Having a strong international reputation means taking part in the international scholarly community. Students from around the world want to come to Australia to study – around a quarter of million of them. In the context of shrinking public investment in higher education, the fees these students pay are integral to university budgets.
At the same time as the expansion in international student participation has been taking place, Australia has seen very rapid growth in participation by domestic students. Around one million Australians presently attend university – double the number that attended two decades ago.
Local students, too, come from diverse backgrounds. More come from families with no experience of university education, or from families where English is not the main language spoken.
In short, the university is no longer an enclave for a small group of Anglo-Saxon elites brought up in “good families” and having attended “good schools”. When Australian universities go mass and global, diversity becomes inherent. The Four Corners episode ignored this diversity.
Higher education in Australia is now big, diverse and international. Being vigilant in eradicating poor practice when it occurs should not be conflated with hand-wringing that our domestic and international students no longer fit the norms of the “elite” era of higher education.
Cheaters and the cheated
Anecdotal evidence about plagiarism is a good example here. The program explicitly drew a link between the surge of overseas students and “the increase in plagiarism”, blaming the rising participation of international students in Australian tertiary education for falling academic standards.

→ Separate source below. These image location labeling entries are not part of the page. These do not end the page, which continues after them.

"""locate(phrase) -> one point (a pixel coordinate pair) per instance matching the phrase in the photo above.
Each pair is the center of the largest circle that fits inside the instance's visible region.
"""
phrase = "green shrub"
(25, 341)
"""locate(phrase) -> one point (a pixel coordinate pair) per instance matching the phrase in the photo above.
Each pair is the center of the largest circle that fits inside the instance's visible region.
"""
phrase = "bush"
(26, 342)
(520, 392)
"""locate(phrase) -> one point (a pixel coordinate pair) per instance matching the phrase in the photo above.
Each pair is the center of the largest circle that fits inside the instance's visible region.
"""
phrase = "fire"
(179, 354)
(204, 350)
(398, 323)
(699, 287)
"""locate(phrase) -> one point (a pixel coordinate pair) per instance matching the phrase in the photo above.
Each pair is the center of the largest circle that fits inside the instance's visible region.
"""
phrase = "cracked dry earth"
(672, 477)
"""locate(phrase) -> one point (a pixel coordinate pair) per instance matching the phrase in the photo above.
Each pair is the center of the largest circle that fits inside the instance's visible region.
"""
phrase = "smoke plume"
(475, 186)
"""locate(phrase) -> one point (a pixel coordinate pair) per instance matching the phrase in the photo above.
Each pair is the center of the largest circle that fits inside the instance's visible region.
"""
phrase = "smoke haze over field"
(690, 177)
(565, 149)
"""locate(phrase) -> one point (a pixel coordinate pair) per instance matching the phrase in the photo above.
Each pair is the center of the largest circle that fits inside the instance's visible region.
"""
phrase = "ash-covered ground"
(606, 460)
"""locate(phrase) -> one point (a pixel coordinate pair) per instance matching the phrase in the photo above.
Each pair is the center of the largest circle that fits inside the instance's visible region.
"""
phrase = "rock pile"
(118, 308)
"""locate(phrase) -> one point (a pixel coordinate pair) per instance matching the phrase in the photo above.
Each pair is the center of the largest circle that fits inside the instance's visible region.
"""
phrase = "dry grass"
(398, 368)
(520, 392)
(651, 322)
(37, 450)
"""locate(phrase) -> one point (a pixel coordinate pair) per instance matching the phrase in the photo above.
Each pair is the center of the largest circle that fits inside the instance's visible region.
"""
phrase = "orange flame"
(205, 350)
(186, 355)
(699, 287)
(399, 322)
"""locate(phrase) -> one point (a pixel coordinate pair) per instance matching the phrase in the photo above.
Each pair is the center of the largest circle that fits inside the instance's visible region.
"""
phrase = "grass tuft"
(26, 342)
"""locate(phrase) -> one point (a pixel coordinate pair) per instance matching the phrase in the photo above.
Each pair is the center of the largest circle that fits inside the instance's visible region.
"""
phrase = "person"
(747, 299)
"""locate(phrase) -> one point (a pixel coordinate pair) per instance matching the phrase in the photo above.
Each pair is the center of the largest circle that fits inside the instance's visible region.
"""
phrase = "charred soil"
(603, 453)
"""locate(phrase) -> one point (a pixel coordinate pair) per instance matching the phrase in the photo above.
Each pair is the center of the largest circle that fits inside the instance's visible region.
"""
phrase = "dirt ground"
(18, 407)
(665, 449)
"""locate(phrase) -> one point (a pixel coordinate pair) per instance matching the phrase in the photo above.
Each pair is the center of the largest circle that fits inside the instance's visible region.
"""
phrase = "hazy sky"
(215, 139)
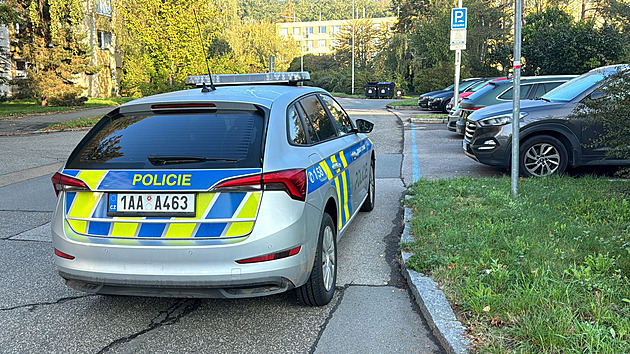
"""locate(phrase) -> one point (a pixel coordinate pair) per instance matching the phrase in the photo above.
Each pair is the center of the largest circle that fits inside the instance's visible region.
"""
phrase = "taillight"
(293, 182)
(271, 257)
(63, 182)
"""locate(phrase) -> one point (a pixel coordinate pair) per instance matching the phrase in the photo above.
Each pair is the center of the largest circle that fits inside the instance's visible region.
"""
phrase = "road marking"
(414, 151)
(19, 176)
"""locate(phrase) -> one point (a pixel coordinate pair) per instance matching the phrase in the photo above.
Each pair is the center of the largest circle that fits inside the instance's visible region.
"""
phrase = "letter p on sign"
(459, 18)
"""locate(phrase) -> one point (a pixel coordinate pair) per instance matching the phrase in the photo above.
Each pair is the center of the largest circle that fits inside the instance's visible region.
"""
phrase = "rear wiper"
(161, 160)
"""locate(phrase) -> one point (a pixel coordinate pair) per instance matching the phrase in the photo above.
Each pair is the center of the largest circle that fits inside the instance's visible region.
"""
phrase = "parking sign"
(459, 18)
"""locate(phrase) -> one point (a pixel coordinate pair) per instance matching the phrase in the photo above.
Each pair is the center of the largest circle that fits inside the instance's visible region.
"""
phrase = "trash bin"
(371, 90)
(385, 89)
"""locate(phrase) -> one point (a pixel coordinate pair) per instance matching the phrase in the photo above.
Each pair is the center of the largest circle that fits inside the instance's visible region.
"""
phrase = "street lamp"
(301, 42)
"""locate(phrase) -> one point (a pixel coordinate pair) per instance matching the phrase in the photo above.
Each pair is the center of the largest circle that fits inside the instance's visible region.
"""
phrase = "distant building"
(98, 26)
(318, 37)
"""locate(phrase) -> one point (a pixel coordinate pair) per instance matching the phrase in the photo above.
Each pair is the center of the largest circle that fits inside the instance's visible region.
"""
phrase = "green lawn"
(31, 106)
(547, 272)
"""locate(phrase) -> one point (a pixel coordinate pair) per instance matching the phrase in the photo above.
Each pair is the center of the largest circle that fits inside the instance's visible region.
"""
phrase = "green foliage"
(613, 113)
(546, 272)
(57, 51)
(553, 43)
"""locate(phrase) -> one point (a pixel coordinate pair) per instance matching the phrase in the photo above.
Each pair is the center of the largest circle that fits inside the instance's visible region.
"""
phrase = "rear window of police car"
(226, 140)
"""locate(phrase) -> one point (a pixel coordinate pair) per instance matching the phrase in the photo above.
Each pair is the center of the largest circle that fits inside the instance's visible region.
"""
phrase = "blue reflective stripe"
(226, 205)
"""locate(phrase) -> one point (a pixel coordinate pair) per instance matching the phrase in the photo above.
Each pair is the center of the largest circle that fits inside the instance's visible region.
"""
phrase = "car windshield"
(568, 91)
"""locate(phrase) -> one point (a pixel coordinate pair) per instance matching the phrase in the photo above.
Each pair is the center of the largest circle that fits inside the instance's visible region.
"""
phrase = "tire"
(368, 204)
(320, 286)
(541, 156)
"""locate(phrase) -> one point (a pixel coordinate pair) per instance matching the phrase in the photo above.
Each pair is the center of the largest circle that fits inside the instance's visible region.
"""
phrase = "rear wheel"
(542, 155)
(320, 287)
(368, 205)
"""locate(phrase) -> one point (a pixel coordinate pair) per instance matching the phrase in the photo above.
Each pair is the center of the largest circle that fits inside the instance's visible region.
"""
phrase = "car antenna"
(204, 88)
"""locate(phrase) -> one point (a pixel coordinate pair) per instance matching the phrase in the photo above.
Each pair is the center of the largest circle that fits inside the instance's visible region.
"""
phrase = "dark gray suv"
(549, 140)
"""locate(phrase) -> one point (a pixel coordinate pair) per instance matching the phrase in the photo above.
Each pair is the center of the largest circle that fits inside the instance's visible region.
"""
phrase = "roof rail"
(282, 78)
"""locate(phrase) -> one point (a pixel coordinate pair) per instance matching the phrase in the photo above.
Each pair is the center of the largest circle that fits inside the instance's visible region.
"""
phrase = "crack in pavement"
(33, 307)
(172, 315)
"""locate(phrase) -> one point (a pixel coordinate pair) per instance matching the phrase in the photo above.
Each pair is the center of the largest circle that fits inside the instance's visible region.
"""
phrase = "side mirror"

It would be unsurprising if plagiarism was on the increase – more students likely means more cheating, unfortunately. But do international students plagiarise more than locals? Or are perceptions that this is the case simply an effect of increasing participation and better software? It is hard to tell.
One thing is certain though – this kind of practice is a rarity. If plagiarism is indeed widespread in some courses or some institutions, we should be shocked and it is right to call it out. However, we need to be careful in creating the impression, as Four Corners did, that this is some kind of new or predominantly Asian problem.
What was disappointing about the Four Corners episode was the disservice it did to international students by presenting them as either cheats or victims.
International students are a heterogeneous group. Their capacities, aspirations and behaviours as learners ought not to be simplified and stamped with certain stereotypes.
Deakin University education researcher Ly Tran conducted semi-structured interviews with 105 international students in 25 vocational education institutions across Australia. She found many aspired to develop their skills and knowledge so that they can advance in their chosen profession and transform their professional self.
The program’s explicit emphasis on depicting international students as strugglers with a mere motive to pass and a threat to the Australian academic standard may subsequently create an incomplete and biased imagining of international students.
Again, the claim that cheating and plagiarism occur is not contentious. That’s why we have double marking and specialised software. But what of the outstanding students that come here to study?
When an employer sees an Asian face on a person holding an Australian degree, should they be asking themselves whether this person falls in the cheat category or the victim category? What an awful disservice to these graduates.
A better way forward
The alarming message from the episode to Australian tertiary education is that institutions must think hard and act fast to protect their academic integrity against the temptation of profit-making and from sub-standard, even criminal, practices. But we need to watch out for unnecessary effects on public perceptions and treatment of international students.
The sense of feeling welcome and the sense of belonging to the learning environment and the host society is indispensable to international students’ well-being, their education experience and social integration in a foreign country.
In the cause of protecting and improving the credibility and prestige of Australian education, we must guard against parochial institutional and social stereotypes. These promote hostility to international students, especially the vast majority with genuine capacities and aspirations.
Instead, working on institutional and social conditions to improve understanding of international students’ dreams and struggles, protect their rights and enable these students to contribute to Australian academic integrity is exactly where we should start.